I say it often: I love divorce. This stance comes mostly from my positive personal experience both as a child of divorced parents and an ex-wife. I’ve listened to plenty of conflicting opinions, and I’ve heard lots of horror stories. Still, I love divorce because I know it can be a solution for families in crisis.
It’s not often that I feel emotionally triggered around the topic. I frequently refer to my parents’ divorce and the benefits that came from it. I believe it was one of the best things to happen in my family. I think of myself as a well-adjusted adult who learned a lot from the experiences of my childhood. I never wished my parents would reconcile. I don’t feel damaged. I’m not devastated because my family doesn’t resemble some cookie-cutter image of what I’m supposed to believe a family is supposed to look like.
But, yesterday, I saw this:
And I felt sad. It wasn’t my parents’ divorce, specifically, that precludes me from enjoying this idyllic fantasy. In fact, for several years of my adult life, the above scenario was my reality. I didn’t live at home anymore, but I still had a key. And I didn’t think twice about helping myself to a snack.
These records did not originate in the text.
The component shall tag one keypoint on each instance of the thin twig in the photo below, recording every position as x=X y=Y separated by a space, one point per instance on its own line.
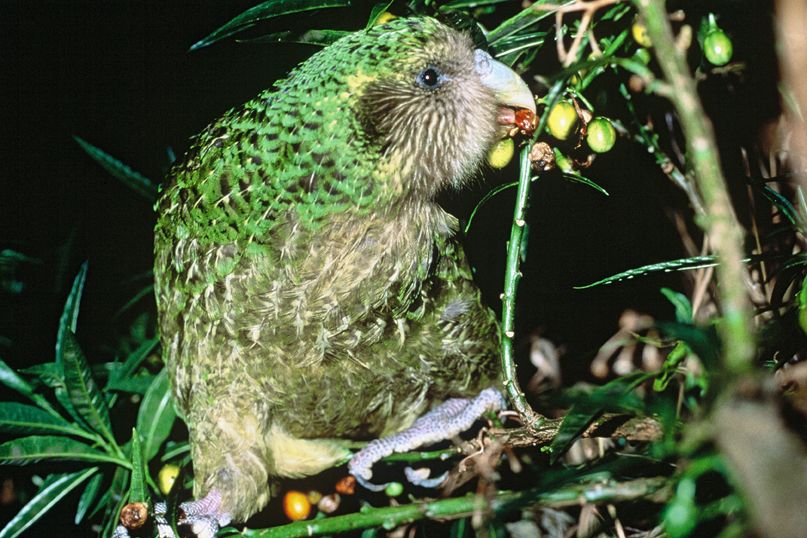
x=390 y=517
x=720 y=223
x=512 y=275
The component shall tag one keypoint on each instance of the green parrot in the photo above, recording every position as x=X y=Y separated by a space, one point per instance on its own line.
x=309 y=286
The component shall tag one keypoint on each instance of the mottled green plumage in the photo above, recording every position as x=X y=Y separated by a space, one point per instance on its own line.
x=308 y=284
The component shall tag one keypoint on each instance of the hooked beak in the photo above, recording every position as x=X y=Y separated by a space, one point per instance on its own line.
x=509 y=88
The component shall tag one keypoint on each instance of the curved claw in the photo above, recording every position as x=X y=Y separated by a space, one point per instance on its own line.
x=450 y=418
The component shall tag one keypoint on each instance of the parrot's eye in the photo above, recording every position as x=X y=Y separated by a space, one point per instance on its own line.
x=431 y=78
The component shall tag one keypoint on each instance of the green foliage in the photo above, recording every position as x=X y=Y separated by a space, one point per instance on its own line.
x=81 y=432
x=74 y=413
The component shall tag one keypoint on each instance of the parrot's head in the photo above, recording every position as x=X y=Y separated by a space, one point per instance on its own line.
x=424 y=97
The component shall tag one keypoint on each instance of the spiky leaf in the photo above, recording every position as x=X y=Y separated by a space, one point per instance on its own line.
x=126 y=175
x=87 y=497
x=69 y=320
x=156 y=415
x=138 y=492
x=12 y=380
x=264 y=11
x=19 y=418
x=50 y=447
x=83 y=391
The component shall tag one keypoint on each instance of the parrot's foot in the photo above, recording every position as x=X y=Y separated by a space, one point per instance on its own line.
x=449 y=419
x=204 y=518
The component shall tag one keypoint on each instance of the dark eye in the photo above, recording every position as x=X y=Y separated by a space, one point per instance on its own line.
x=431 y=78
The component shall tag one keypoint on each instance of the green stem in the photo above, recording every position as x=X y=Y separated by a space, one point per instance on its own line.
x=394 y=516
x=515 y=251
x=512 y=276
x=720 y=223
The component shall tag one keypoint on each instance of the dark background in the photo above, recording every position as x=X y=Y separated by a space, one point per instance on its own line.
x=118 y=74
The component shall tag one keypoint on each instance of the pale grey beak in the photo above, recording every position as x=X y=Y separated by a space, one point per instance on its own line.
x=507 y=86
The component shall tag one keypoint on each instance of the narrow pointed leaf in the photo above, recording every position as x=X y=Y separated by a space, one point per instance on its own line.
x=321 y=38
x=53 y=491
x=134 y=385
x=19 y=418
x=87 y=497
x=12 y=380
x=126 y=369
x=684 y=264
x=264 y=11
x=69 y=320
x=84 y=393
x=156 y=415
x=683 y=308
x=120 y=171
x=376 y=12
x=138 y=491
x=51 y=447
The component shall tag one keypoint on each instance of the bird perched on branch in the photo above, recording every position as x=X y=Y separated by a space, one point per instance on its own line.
x=309 y=285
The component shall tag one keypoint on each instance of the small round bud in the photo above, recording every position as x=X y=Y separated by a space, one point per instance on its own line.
x=296 y=505
x=134 y=515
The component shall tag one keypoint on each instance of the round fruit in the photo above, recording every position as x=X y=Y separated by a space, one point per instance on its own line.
x=562 y=120
x=640 y=35
x=384 y=18
x=601 y=135
x=501 y=153
x=296 y=505
x=166 y=477
x=717 y=47
x=643 y=55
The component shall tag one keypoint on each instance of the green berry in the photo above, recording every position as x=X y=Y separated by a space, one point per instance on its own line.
x=642 y=55
x=717 y=47
x=562 y=120
x=639 y=32
x=393 y=489
x=601 y=135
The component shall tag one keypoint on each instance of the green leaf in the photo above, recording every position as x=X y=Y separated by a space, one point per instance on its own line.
x=55 y=488
x=87 y=497
x=376 y=12
x=49 y=373
x=131 y=178
x=138 y=492
x=518 y=43
x=703 y=341
x=616 y=395
x=322 y=38
x=135 y=385
x=12 y=380
x=469 y=4
x=84 y=394
x=264 y=11
x=69 y=319
x=683 y=308
x=125 y=370
x=523 y=19
x=156 y=415
x=51 y=447
x=19 y=418
x=684 y=264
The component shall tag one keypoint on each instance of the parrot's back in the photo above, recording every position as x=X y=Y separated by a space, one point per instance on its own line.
x=308 y=284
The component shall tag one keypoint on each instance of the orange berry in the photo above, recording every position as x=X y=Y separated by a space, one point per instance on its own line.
x=296 y=505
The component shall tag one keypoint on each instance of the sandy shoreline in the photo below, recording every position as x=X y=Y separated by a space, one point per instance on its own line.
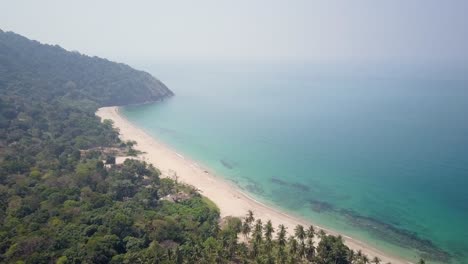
x=227 y=197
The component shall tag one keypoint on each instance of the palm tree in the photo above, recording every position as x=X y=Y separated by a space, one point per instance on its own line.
x=249 y=218
x=321 y=233
x=258 y=228
x=310 y=232
x=281 y=235
x=281 y=238
x=292 y=242
x=268 y=229
x=310 y=248
x=299 y=232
Then my mom moved away… and then she got married. She married a man who’d been part of her life, but not mine. They live in a small town I’d never heard of prior to their relationship. My mother’s house has never been my home. When I visit, I knock on the front door, because that’s what guests do.
It seems I hadn’t really thought about it until now. Before reading those words, I’d lived day after day, blissfully ignorant to any sense of loss. But… I guess divorce did, indirectly, leave a void in my life. I no longer have that same sense of home.
This bittersweet nostalgic longing isn’t going to change my opinion of divorce, of course. However, it might have made me a just a little bit softer.